Zelfs zonder rode toga’s en hermelijnen pels hebben hoge magistraten altijd wel iets theatraals. Nu vertonen ze zelfs gevoel voor timing. Net op het moment dat minister Geens (CD&V) geketend blijft aan de cipiersstaking, verscheurde Jean de Codt op de RTBF een papiertje ter illustratie van een verscheurde rechtsstaat. Niet gehinderd door intellectuele eerlijkheid over cijfers degradeerde de eerste voorzitter van het Hof van Cassatie ons land tot een ‘schurkenstaat’: een veroordeling, rechtstreeks op televisie uitgezonden.

De man van adel was tot nu toe vooral een man van stilte. Wat is de agenda achter dit theater? Je zou het zijn voorganger Ghislain Londers kunnen vragen, die niet alleen struikelde over Fortisgate. Binnenskamers, bij een stemming binnen het hoge Hof, werd Londers al in juni 2011 buitenspel gezet. Cassatie koos er toen voor geen deel uit te maken van de nieuwe structuur voor het beheer van justitie. In zijn laatste rede waarschuwde hij zijn collega’s: “Splendid isolation is niet meer van deze tijd.” Londers wist tot wie hij zich richtte.

Achter de façade

Exit Londers, eerst opgevolgd door de overgangspaus van Opus Dei, Etienne Goethals, en daarna door ridder Jean de Codt: beiden archetypes van de archiconservatieve magistraat. In het voorzitterssyndroom dat de piramide van justitie kenmerkt, laat De Codt zich een titel welgevallen die juridisch niet eens bestaat: ‘eerste magistraat van het land’. Het was dan ook nauwelijks een verspreking toen De Codt in het RTBF-interview justitie roemde als “de meest archaïsche staatsfunctie” terwijl hij de historische kerntaak van het rechtspreken bedoelde.

Het lijkt nu wel een monsterverbond: de archaïsche ridder De Codt, hand in hand met kameraden als Brussels rechtbankvoorzitter Hennart. Sinds 2011 werd nochtans in geen enkele rechtbank de toegang van de burger tot justitie zo veel duurder en exclusiever gemaakt als in cassatie. Cassatie zorgde vooral goed voor zichzelf.

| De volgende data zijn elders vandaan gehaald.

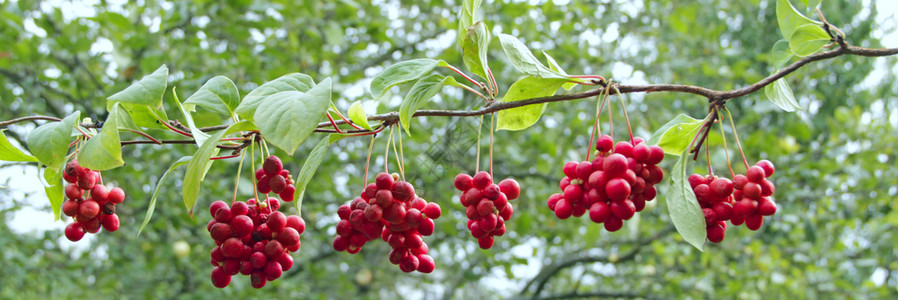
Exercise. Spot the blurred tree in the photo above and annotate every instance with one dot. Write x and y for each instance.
(836, 182)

Maar zoals altijd wanneer justitie op een keerpunt staat: de magistratuur sluit even de rangen binnen de eigen slangenkuil. De hoogmis van het corporatisme is weer eens gezongen. Magistraten slaan geen meubilair kapot, het is een lobby die stil sloopt.

Het ware zo mooi als de rechten van gedetineerden, de wanhoop van rechtzoekenden, de efficiëntie en de rechtvaardigheid van het rechtspreken en de mensenrechten de fundamentele inzet van het debat zouden zijn.

Achter de façade van het Poelaertplein – hooghartig symbool van een angstaanjagende justitie – huist echter bij te velen slechts de zorg voor de kleine voorrechten – net zoals in juni 2011. Onder een koepel die groter is dan de roomse Sint-Pietersbasiliek woedt ook de strijd om de macht: De Codt smeedt met demagogische uitsmijters als op de RTBF de ‘coalition of the unwilling’, omdat hij maar al te graag tot officiële aanvoerder van het hele magistratenleger gekroond wil worden. Op een recent colloquium voelde hij zich best al “de piloot van het vliegtuig van justitie”. Bij gebrek aan een democratische dialoogcultuur binnen de magistratuur riskeert dat een vliegtuig met weinig zitplaatsen te worden.

Conflictdenken

Met Koen Geens (CD&V) kun je het op veel punten oneens zijn. De minister kent ook wel mijn lijstje. Maar de omslag moet nu eindelijk gebeuren. Het gaat overigens niet eens om punctuele punten van de PotPourri’s of het Justitieplan. Een significant aantal magistraten heeft geen nieuwe middelen nodig, maar een nieuwe mentaliteit. Magistraten moeten het machtsdenken afzweren en dienend denken. De derde staatsmacht is geen macht, maar een maatschappelijke opdracht.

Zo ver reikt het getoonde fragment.